大和古仏探訪

京阪神を中心に内外の古仏についていろいろと書いてみたいと思います。

薬師寺・唐招提寺、東大寺、興福寺、法隆寺

 今回は以下の本(いずれも保育社カラーブックス)のシリーズを4冊取り上げる。

寺尾勇・入江泰吉 『法隆寺』1969年<寺尾>
永井路子・入江泰吉『薬師寺・唐招提寺』1970年<永井>
小西正文・入江泰吉『興福寺』1970年<小西>
青山茂・入江泰吉 『興福寺』1970年<青山2>

 このシリーズでは、すでに<青山>(入江泰吉・青山茂『仏像ーそのプロフィルー』1966年)および<關>(入江泰吉・關信子『仏像のみかた』1979年)を取り上げたが、その中間時点に発刊された各寺院別の紹介本であり、このほかにもいくつか出版されている。

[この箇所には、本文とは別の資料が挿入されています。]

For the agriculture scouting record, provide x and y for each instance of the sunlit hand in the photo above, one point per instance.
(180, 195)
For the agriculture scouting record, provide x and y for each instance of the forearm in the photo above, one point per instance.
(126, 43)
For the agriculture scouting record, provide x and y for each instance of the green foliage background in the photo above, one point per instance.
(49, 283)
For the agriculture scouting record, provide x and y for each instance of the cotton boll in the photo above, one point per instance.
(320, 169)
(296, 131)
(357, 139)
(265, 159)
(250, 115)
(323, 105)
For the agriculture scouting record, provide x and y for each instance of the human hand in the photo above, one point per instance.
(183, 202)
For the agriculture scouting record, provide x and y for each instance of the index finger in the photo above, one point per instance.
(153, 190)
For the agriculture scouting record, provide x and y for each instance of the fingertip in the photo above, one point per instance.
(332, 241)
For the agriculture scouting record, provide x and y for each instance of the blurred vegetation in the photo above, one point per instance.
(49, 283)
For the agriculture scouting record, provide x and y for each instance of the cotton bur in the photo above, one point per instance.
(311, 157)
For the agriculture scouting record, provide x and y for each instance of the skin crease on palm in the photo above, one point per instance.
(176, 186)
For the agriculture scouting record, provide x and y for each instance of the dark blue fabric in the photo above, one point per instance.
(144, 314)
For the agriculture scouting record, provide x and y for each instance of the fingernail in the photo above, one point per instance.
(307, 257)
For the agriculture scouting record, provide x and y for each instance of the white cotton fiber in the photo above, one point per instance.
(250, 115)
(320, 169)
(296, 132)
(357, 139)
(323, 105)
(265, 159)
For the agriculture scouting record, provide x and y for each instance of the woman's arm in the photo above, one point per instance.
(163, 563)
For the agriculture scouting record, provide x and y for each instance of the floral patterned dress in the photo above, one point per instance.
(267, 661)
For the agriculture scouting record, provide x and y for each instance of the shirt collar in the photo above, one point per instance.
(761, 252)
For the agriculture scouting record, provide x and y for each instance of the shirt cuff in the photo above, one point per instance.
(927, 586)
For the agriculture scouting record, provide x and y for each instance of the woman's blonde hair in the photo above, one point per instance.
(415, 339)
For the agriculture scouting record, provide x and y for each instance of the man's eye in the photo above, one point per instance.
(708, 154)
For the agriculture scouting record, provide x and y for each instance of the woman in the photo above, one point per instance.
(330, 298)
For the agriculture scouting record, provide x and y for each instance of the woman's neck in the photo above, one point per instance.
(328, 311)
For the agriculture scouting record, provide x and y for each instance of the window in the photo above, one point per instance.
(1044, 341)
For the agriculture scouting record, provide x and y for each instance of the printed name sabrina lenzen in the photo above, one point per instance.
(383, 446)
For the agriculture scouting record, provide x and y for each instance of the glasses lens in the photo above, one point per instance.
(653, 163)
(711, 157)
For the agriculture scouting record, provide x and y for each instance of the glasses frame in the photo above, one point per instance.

 <寺尾>は当時、奈良教育大学教授で『飛鳥彫刻細見』(丸善)、『ほろびゆく大和』、『いかるがの心』、『奈良散歩』(いずれも創元社)などの作品がある。会津、和辻から文献史学、建築まで幅広い知識で法隆寺の良さを表現しようとしている。「斑鳩文学抄」などはエッセンスがまとめてあり有り難い。

 <永井>は当時45才、直木賞作家として活躍中で『北条政子』『絵巻』などの作品のほか、鎌倉在住ということもありこのシリーズでもすでに『鎌倉の寺』を出版している。文学者らしい筆致で、語り口がよく一気に読ませるが、実はディテールの記述もキチンと抑えており最良の案内書となっている。

 <小西>は当時少壮の32才、興福寺国宝館勤務の専門家である。興福寺の歴史を丹念に執筆しており、同寺の歳時記も取り上げており、過不足ない良好なガイダンスの書である。

<青山2>は、すでに<青山>で紹介したとおりだが、本書ではほぼ大仏に絞って記述している。しかし、<小西>と比べるとあまりにスコープを限定しているがゆえに大仏以外のことを知りたい読者には、いささか不親切である。